Acompanhamos com interesse sempre renovado o desenvolvimento das investigações do narrador; ao mesmo tempo, a sua arte está em nos fazer frequentemente inseguros com relação ao rumo que o livro vai tomando. "Nove Noites" explora com maestria a sensação de estarmos sendo traídos, no exato momento em que parecemos nos aproximar da raiz, da verdadeira origem, da fonte de nossas inquietações. Essa sensação pode ser associada ao tema da paternidade e da memória individual, mas também à ideia de Comte, citada por Carvalho, sobre o governo, o domínio que os mortos exercem sobre os vivos.

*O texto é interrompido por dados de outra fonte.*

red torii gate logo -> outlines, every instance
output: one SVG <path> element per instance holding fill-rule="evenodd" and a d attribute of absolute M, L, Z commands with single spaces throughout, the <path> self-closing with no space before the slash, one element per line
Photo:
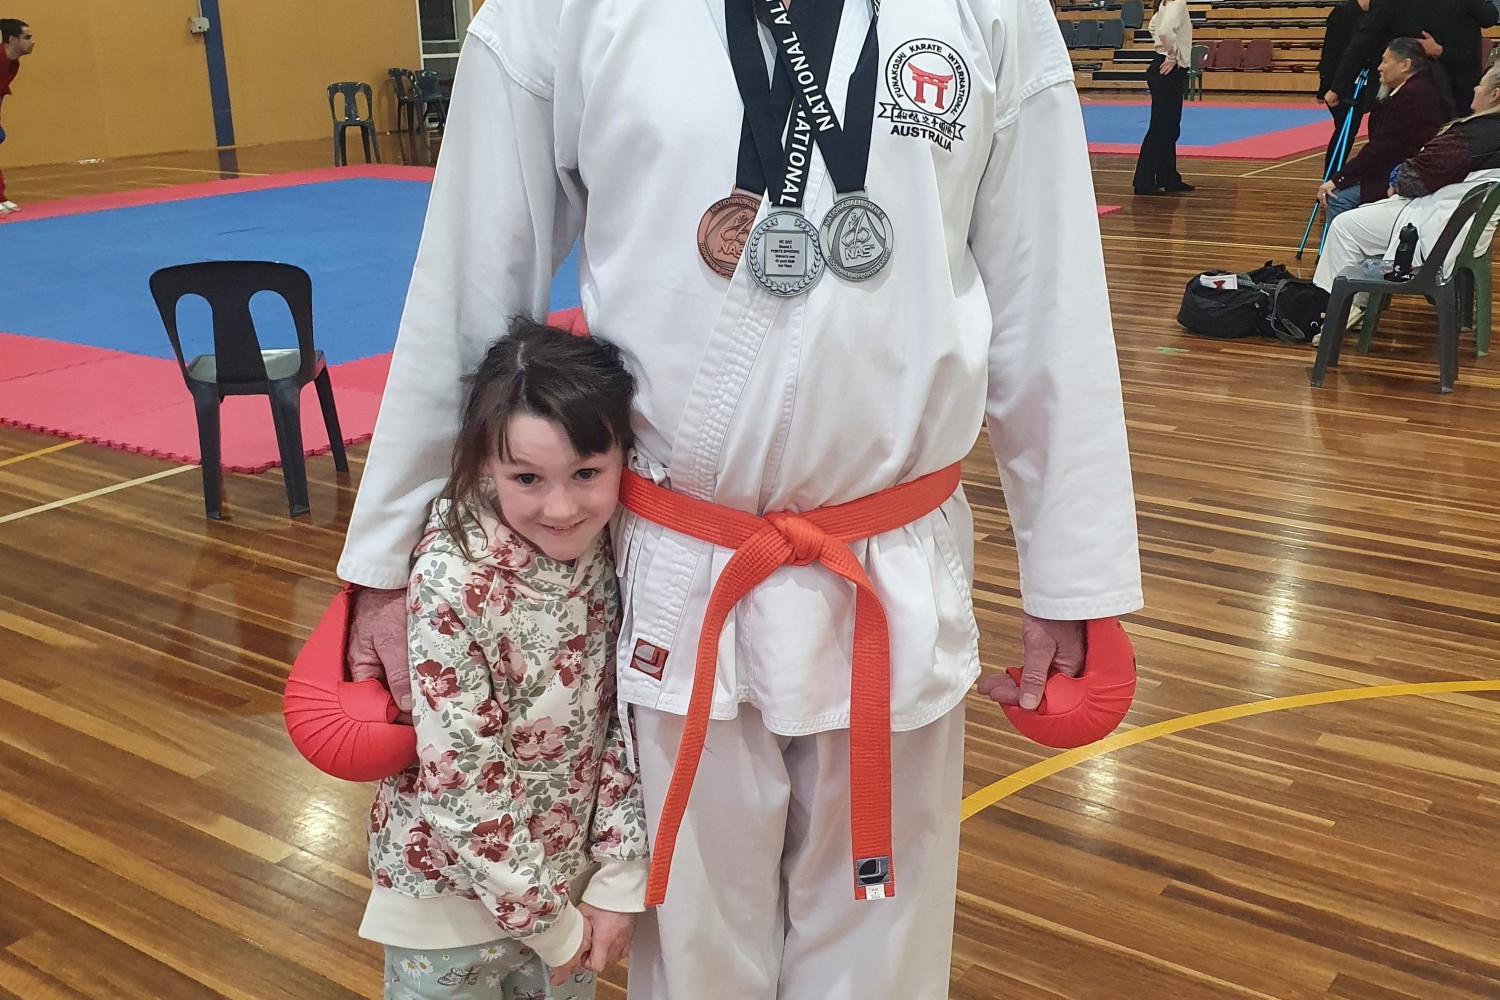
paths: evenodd
<path fill-rule="evenodd" d="M 943 97 L 948 93 L 948 84 L 953 82 L 954 74 L 939 75 L 937 73 L 930 73 L 911 63 L 907 63 L 906 68 L 911 71 L 912 83 L 916 85 L 916 93 L 911 95 L 912 100 L 918 104 L 926 104 L 927 88 L 931 86 L 937 91 L 937 110 L 942 111 Z"/>
<path fill-rule="evenodd" d="M 963 139 L 961 118 L 969 103 L 969 67 L 956 48 L 935 38 L 914 38 L 885 64 L 890 103 L 880 117 L 891 134 L 931 140 L 945 150 Z"/>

No que é ao mesmo tempo ritual de sepultamento e cerimônia de exumação, o texto de "Nove Noites" passa pelos mais diversos estratos da memória e do imaginário. Seria impertinência discutir se é romance esse vaivém entre realidade e ficção; merece, isso sim, o nome de literatura.
(Marcelo Coelho)
Literatura contemporânea- 2002;
Início do século XXI;
A questão da violência;
Elementos biográficos X ficcionais;
Literatura histórica (?)
Gênero: Romance;
Foco narrativo: narrativa em 1ª pessoa//alternância entre dois narradores em 1ª pessoa;
Tempo e estrutura narrativa: não linear/não cronológica/ presença de flashbacks//alternância entre dois tempos narrativos, presente e passado;
Espaço: vários (Carolina, TO, tribo Krahô, Xingu, São Paulo, Rio de Janeiro, NYC;
Linguagem: coloquial/ direta/jornalística/biográfica.
O romance se constrói em dois eixos narrativos que se intercalam capítulo a capítulo, ambos com foco narrativo em 1ª pessoa.

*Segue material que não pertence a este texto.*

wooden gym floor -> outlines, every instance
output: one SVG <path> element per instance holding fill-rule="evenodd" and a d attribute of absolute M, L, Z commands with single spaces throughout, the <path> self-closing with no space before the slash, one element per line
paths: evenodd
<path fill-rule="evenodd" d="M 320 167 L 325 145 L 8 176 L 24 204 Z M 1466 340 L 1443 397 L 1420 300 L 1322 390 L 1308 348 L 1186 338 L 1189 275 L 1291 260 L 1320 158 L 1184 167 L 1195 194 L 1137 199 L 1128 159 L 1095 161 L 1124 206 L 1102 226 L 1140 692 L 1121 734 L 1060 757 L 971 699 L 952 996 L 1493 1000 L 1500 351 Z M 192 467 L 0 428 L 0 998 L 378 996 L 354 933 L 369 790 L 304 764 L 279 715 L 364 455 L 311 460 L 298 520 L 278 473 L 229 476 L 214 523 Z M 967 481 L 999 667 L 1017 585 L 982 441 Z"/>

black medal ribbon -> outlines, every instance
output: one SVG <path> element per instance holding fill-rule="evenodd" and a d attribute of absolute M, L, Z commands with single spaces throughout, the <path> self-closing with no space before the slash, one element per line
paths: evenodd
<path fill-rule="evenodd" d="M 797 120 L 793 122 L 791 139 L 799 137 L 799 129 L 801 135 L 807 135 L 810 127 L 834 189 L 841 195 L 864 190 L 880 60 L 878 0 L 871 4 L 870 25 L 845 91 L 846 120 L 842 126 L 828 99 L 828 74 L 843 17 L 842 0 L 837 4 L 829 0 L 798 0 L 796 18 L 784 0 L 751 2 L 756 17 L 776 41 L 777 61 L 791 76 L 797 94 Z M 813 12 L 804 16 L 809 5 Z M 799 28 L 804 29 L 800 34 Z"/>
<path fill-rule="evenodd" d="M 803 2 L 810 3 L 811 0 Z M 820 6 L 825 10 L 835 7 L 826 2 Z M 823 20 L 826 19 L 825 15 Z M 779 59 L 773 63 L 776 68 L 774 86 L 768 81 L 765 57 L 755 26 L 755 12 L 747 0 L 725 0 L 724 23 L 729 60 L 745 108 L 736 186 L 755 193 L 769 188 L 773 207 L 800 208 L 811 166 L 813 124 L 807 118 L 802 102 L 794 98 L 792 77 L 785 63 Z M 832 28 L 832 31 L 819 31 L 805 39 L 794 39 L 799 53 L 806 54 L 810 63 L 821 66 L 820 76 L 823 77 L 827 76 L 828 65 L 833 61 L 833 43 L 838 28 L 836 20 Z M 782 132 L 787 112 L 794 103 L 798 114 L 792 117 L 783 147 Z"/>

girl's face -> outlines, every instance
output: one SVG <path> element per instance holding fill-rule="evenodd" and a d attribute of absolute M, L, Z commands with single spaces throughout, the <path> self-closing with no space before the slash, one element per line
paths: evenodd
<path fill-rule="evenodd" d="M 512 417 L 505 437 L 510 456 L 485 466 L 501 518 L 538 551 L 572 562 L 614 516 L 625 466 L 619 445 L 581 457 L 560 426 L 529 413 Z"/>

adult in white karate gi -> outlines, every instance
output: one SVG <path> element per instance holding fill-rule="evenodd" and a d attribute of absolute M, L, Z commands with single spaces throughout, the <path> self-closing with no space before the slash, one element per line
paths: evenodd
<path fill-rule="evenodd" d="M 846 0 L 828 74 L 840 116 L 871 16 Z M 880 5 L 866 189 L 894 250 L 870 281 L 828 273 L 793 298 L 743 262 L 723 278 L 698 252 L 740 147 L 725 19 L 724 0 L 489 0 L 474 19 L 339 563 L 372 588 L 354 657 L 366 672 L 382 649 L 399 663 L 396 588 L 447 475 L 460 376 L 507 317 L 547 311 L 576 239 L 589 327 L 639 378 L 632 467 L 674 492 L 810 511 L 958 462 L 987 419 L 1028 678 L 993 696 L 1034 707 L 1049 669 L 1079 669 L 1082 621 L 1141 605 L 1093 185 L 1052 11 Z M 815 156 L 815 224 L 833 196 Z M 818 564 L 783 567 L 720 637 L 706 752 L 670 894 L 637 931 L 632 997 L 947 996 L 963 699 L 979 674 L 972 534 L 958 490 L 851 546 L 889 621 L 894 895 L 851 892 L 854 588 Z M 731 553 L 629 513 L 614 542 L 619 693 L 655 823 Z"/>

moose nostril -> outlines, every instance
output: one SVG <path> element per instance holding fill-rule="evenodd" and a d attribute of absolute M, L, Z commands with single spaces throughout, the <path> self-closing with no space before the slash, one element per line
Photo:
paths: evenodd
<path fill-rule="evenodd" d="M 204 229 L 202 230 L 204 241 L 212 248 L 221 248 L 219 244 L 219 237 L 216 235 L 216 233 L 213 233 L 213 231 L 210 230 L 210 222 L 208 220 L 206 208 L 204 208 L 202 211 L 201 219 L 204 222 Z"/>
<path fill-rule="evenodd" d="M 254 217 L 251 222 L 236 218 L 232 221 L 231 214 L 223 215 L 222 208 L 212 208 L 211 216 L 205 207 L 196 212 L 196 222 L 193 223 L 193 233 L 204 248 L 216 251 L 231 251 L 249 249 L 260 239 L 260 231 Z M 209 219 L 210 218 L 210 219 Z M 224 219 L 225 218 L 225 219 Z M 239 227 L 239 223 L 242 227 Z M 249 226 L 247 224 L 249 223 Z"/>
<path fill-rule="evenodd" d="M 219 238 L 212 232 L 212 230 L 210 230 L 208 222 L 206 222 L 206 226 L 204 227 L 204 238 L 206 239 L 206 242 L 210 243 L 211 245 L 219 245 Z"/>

Temos a narrativa do passado, a carta testamento de Manoel Perna, e a narrativa do presente, acompanhamos a pesquisa e a busca obcecada do jornalista, em 2001, por respostas sobre a vida e o suicídio de Buell Quain.
A carta testamento de Perna, marcada em itálico no corpo do livro é ficcional, ela nunca existiu. Entretanto, ela traz muitas informações factuais da chegada e vivência do antropólogo em Carolina (TO) e com os Krahô. Na narrativa do presente, por sua vez, faz com que acompanhemos a pesquisa do jornalista sem nome que teoricamente escreverá um romance sobre o antropólogo. Da mesma forma, a partir da metade do livro, começamos a ter outras informações de outra biografia: a do próprio narrador. Ainda, muitos aspectos da vida desse narrador do presente coincidem com fatos da biografia do próprio autor, Bernardo Carvalho.
Assim, a sobreposição desses dois tempos cria uma desmontagem das histórias biográficas, verídicas, seja do antropólogo (passado) como do próprio narrador-autor, somando fatos do presente a flashbacks da própria infância desse jornalista. Os dois tempos se complementam, preenchem lacunas entre si, mas talvez não todas da história de Quain.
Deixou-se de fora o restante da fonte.